Early each morning, bleary-eyed, first cup of coffee in hand, we stumble into our home offices. We are the caffeine-fueled, hygiene-challenged, badly-dressed writers who slave at our computers for hours before finally deciding it’s time to take a shower and put on clean underwear. We are (cue ominous music) the Pajama People.
We work alone, sometimes in the dark while our minions sleep. (I’ve always wanted to say I had minions, but I don’t think my cats really count. They think that I’m their minion.)
Anyhoo, therein lies the real problem. We are alone. While we single-mindedly concentrate our gray matter on finding the perfect descriptor, without us realizing it, dark life forms creep into our workspaces and silently invade our computers. These creatures drain the life out of our writing, insinuating their soul-sucking passive voice. They are—the zombies.
A zombie invasion is a death sentence for us Pajama People, but we can thwart their advance by using an old trick to identify and destroy their lethal passivity. This simple technique is similar to that old favorite of feckless freshmen everywhere, the fortune cookie trick, where at the end of the fortune you tack on the words: in bed. “A lifetime of happiness awaits you—in bed. You will live long and eat many fortune cookies—in bed. You are a poor, pathetic, gullible fool who seeks advice from baked goods in bed.” Though, obviously, this addition is just for yucks, the zombie invasion is deadly serious.

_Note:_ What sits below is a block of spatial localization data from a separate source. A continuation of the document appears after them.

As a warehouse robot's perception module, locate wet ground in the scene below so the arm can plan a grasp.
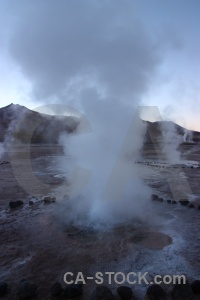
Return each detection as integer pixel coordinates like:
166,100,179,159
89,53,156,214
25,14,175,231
0,145,200,300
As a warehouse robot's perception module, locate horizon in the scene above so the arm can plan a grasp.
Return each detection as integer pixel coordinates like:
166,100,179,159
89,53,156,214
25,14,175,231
0,103,200,132
0,0,200,131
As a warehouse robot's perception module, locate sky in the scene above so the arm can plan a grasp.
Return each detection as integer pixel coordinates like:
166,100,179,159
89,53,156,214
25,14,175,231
0,0,200,131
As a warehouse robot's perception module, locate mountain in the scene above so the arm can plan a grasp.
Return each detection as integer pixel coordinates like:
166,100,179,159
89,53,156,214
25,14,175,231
0,104,79,143
0,103,200,144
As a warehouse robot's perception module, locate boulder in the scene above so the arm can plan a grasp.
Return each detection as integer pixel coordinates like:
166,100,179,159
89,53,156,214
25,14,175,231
91,285,115,300
43,196,56,204
64,284,83,299
146,284,167,300
0,281,8,297
51,282,63,297
179,199,190,206
157,197,163,202
9,200,24,209
18,279,37,300
151,194,158,201
191,280,200,294
172,283,194,300
117,286,136,300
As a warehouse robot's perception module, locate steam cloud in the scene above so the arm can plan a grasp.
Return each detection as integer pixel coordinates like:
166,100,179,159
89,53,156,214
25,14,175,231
7,0,167,224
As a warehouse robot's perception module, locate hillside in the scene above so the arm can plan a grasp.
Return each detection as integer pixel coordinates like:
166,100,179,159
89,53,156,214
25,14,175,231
0,104,200,144
0,104,79,143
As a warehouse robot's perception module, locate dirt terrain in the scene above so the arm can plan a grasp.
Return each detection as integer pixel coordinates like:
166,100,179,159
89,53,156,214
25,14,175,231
0,144,200,300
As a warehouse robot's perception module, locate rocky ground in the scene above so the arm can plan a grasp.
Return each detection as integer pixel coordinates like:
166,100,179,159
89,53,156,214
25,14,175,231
0,145,200,300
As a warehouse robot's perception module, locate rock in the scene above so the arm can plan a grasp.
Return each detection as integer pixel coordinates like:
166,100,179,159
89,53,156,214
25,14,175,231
117,286,136,300
18,279,37,300
179,199,190,206
172,283,194,300
0,282,8,297
146,284,167,300
191,280,200,294
157,197,163,202
91,285,115,300
43,196,56,204
64,284,83,298
51,282,63,297
9,200,24,208
151,194,158,201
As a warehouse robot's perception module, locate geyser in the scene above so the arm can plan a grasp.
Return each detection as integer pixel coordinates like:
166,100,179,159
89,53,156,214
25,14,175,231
57,99,151,228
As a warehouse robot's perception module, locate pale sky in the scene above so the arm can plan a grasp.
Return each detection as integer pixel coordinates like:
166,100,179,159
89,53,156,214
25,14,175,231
0,0,200,131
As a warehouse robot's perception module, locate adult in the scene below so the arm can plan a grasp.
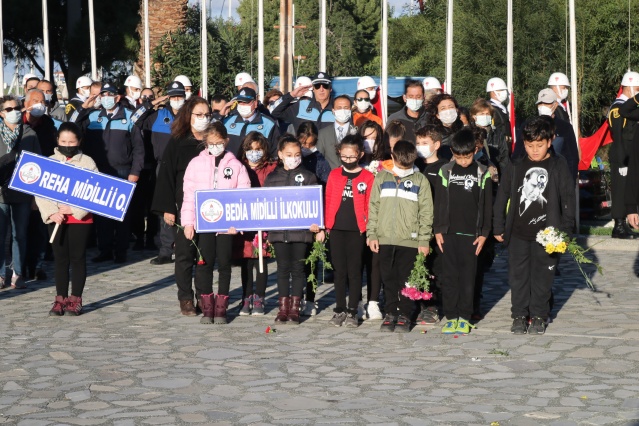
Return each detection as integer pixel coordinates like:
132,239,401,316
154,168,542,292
151,96,210,316
271,72,335,133
0,96,40,288
388,80,428,143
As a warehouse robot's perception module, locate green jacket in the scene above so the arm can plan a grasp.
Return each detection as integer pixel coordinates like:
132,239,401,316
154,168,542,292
366,170,433,248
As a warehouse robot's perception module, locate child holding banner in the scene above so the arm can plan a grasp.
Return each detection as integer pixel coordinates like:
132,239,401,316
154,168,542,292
35,123,98,316
264,134,324,324
181,121,251,324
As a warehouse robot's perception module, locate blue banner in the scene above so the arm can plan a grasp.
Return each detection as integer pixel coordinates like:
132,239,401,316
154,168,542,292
9,151,135,222
195,185,324,233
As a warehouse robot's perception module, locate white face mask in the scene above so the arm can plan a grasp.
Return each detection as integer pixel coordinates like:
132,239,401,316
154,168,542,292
355,101,371,112
415,145,435,159
406,99,424,112
333,109,351,123
475,114,493,127
439,108,457,124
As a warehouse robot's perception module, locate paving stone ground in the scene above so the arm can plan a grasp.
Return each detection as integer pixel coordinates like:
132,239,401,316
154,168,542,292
0,236,639,426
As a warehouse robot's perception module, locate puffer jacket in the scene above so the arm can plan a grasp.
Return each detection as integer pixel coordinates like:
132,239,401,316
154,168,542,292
264,164,317,243
180,150,251,226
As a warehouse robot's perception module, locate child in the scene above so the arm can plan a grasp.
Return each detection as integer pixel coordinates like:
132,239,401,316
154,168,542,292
494,117,575,334
233,132,277,315
35,123,98,316
326,135,375,327
181,121,251,324
264,134,324,324
366,141,433,333
433,129,493,334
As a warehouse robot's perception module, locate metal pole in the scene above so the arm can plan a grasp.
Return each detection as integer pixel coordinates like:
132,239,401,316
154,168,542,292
42,0,51,81
446,0,453,94
89,0,98,81
144,0,151,87
200,0,209,99
257,0,264,101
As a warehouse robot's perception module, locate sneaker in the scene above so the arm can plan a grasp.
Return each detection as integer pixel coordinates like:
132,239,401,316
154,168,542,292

At least it’s deadly to your writing.
Here’s how it works. Look at the following sentence lying there like a big, inviting bowl of brains, just asking to be eaten: “The house was haunted.” If zombies can hijack this sentence and it still makes grammatical sense, it’s passive. “The house was haunted by zombies.” Yes, it’s passive. The soulless brain-eaters have sucked the life from this sentence. But by using the active voice, where by zombies cannot be tacked onto the end, you write a death sentence. “Ghosts haunted the house” is a zombie killer.
Here’s another passive sentence and the easy fix. “The haunted house was opened at midnight by zombies,” can be changed to “The haunted house opened at midnight.”
Even buying goods on the Internet can be passive. “Your order has been placed by zombies.” (They’re probably ordering new shoes. All that foot-dragging takes a toll.) The lifeless passive voice creates a barrier that businesses can hide behind. I mean, who really placed my order? Identify yourself. Would a personal pronoun kill you? Some companies believe that the passive voice makes them sound important and official. I think it makes them sound cold and officious. I’d rather see: “We placed your order.” We meaning real live humans.
So Pajama People, go on the offensive and fight off the attack of the zombies. And remember, in this battle, fuzzy bedroom slippers are optional.